Les deux soldes fiscaux ne seront pas forcément identiques
Même avec une coparentalité fiscale correctement appliquée, les deux parents n’auront pas forcément le même montant à payer ou à rembourser.
Le solde final dépend notamment :
du précompte professionnel déjà retenu chez chacun ;
du niveau de revenus de chaque parent ;
de la composition exacte du ménage ;
de certaines règles régionales ;
d’autres réductions ou avantages fiscaux propres à chaque déclaration.
Le montant “à payer” ou “à rembourser” n’est donc pas, à lui seul, la bonne mesure de l’équité entre les parents.

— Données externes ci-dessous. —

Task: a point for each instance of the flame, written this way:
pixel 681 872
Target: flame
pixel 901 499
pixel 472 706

Pour comparer réellement l’avantage fiscal lié aux enfants, il faut comparer l’impôt avec et sans l’avantage “enfants à charge”. Une compensation privée peut ensuite être envisagée entre les parents, mais elle n’a pas d’effet fiscal et ne doit pas être déclarée comme telle.
Les allocations familiales ont-elles un impact fiscal ?
Les allocations familiales ne sont pas imposables et n’ont pas d’effet direct sur le calcul de l’impôt des personnes physiques.
Le fait qu’un parent perçoive les allocations familiales ne détermine donc pas, à lui seul, qui bénéficie de l’avantage fiscal pour enfants à charge.
Le partage éventuel des allocations familiales relève d’un accord privé entre les parents, indépendamment de la déclaration fiscale.
Questions fréquentes
Puis-je déclarer mes enfants à charge s’ils sont domiciliés chez l’autre parent ?
En principe, non. Un enfant est fiscalement à charge du parent dont il fait partie du ménage au 1er janvier de l’exercice d’imposition. En cas d’hébergement égalitaire, il faut vérifier si le régime de coparentalité fiscale peut s’appliquer.
La coparentalité fiscale s’applique-t-elle automatiquement en cas de garde alternée ?
Non. L’hébergement égalitaire ne suffit pas. Il faut notamment une décision judiciaire ou une convention conforme, et les bons codes doivent être complétés dans les deux déclarations.
Quels codes utiliser pour partager l’avantage fiscal des enfants ?
Le parent chez qui les enfants sont fiscalement à charge utilise en principe le code 1034. L’autre parent utilise le code 1036. Le code 1030 vise les enfants entièrement à charge.
Que se passe-t-il si la convention de coparentalité est enregistrée trop tard ?
Si l’enregistrement est postérieur au 1er janvier 2026, le régime ne peut en principe pas s’appliquer aux revenus 2025. Il pourra produire ses effets à partir des revenus 2026, exercice d’imposition 2027, si les autres conditions sont remplies.
Pourquoi dois-je payer de l’impôt alors que j’ai mes enfants la moitié du temps ?
Le montant à payer peut venir d’un précompte professionnel trop faible pendant l’année. Si les enfants étaient encore repris sur la fiche de paie alors que l’avantage fiscal complet n’est pas accordé, le fisc récupère la différence lors du décompte final.
Les allocations familiales remplacent-elles l’avantage fiscal pour enfants à charge ?
Non. Les allocations familiales et l’avantage fiscal pour enfants à charge sont deux mécanismes distincts. Les allocations familiales ne sont pas imposables et ne déterminent pas automatiquement le traitement fiscal des enfants.
Sources
Article 136 CIR 92.
Article 132bis CIR 92.
SPF Finances — Enfants à charge et coparentalité fiscale — https://finances.belgium.be/fr/particuliers/famille/situation_familiale/coparentalite
Circulaire 2022/C/63 relative au régime de la coparentalité fiscale — https://blog.forumforthefuture.be/fr/article/circulaire-2022c63-relative-au-regime-de-la-coparentalite-fiscale/15355
SPF Finances — Formulaire de déclaration de coparentalité — https://fin.belgium.be/sites/default/files/media/documents/formulaire-declaration-fiscale-coparentalite.pdf
Médiateur fédéral — Comment vérifier ma déclaration d'impôt — https://www.federaalombudsman.be/fr/comment-verifier-ma-declaration-dimpot
SPF Finances — Après la déclaration (rectification et réclamation) — https://fin.belgium.be/fr/particuliers/declaration-impot/apres-declaration
Cet article présente un cadre général et ne constitue pas un avis fiscal personnalisé. Les règles fiscales peuvent changer chaque année et le traitement correct dépend de la situation exacte de chaque parent, des dates, des documents disponibles et des codes effectivement repris dans la déclaration.